Scientists have discovered the molecular switch that triggers innate immunity - body's first line of defence against pathogens.
Singapore scientists from Bioprocessing Technology Institute (BTI) under the Agency of Science, Technology and Research (A*STAR) found that this 'switch' called Bruton's tyrosine kinase (BTK) when turned on, activates the production of interferons - a potent class of virus killers that enables the body to fight harmful pathogens such as dengue and influenza viruses.
While there are anti-viral drugs to treat influenza, the high rates of mutation that are characteristic of the influenza virus have made it difficult to treat with one universal drug or vaccine.
As for dengue, there are currently no clinically approved vaccines or cures either. This discovery of BTK's role as a critical 'switch' that boosts the body's anti-viral response, paves the way for developing anti-viral drugs that target the BTK 'switch' to fight infectious diseases.

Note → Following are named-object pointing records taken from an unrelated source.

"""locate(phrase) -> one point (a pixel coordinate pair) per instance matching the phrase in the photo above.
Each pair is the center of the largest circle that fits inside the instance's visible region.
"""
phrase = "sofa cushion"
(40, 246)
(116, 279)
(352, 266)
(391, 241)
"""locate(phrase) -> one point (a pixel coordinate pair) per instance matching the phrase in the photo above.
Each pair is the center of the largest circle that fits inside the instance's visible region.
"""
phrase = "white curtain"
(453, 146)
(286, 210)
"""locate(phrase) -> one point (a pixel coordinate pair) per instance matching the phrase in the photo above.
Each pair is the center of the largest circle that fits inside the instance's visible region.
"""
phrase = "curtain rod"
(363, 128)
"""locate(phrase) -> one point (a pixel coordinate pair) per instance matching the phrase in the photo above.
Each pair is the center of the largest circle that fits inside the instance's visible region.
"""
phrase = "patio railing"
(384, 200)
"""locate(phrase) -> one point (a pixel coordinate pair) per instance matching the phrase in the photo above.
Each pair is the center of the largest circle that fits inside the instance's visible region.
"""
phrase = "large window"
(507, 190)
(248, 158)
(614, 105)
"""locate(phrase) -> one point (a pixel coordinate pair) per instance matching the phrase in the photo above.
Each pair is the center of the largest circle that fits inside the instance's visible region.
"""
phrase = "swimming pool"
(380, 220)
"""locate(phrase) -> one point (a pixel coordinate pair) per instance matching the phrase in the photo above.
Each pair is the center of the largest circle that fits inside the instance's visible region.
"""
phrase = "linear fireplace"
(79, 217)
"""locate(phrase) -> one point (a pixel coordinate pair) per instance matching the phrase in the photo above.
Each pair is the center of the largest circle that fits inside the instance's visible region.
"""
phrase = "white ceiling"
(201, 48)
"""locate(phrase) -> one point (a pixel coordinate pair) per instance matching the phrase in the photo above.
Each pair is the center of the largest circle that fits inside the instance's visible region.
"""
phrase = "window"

To investigate the role of BTK in innate immunity, the research team from BTI extracted a class of innate immune cells known as macrophages from both normal mice and from mice deficient in BTK and challenged them with the dengue virus.
They found that the BTK-deficient immune cells were unable to produce interferons, and hence had much higher viral counts compared to the healthy immune cells that had high-levels of interferons to fight the virus effectively.
To further demonstrate the critical role of BTK in anti-viral response, the team focussed on BTK's role in Toll-like Receptor 3 (TLR3) signaling. TLR3 is needed for cells to activate the interferon response when cells are infected by viruses.
The team examined the effect of having a perpetually-"on" or -"off" BTK 'switch' in TLR3 signaling. They uncovered that a constitutively active or "on" BTK 'switch' enhanced the production of interferon, resulting in a stronger and more lasting anti-viral response with significant reduction in Dengue viral counts.
In contrast, a perpetually "off" BTK 'switch' led to a poor anti-viral response with very low levels of inteferons produced, and little protection against Dengue virus infection.
Previously, scientists have always thought that BTK is important primarily in antibody production due to observations made of an inherited genetic disorder in humans called X-linked Agammaglobulinemia (XLA).
These patients do not have a functional BTK 'switch', and are unable to produce antibodies because defects in BTK cripple maturation of B cells, a type of white blood cell that produces antibodies.
"We are very excited because this is the first time that the link between BTK and its critical role in the immediate anti-viral responses of the immune system, triggered in response to invading viruses like Dengue, is definitively demonstrated," Koon-Guan Lee, first author of the paper, said.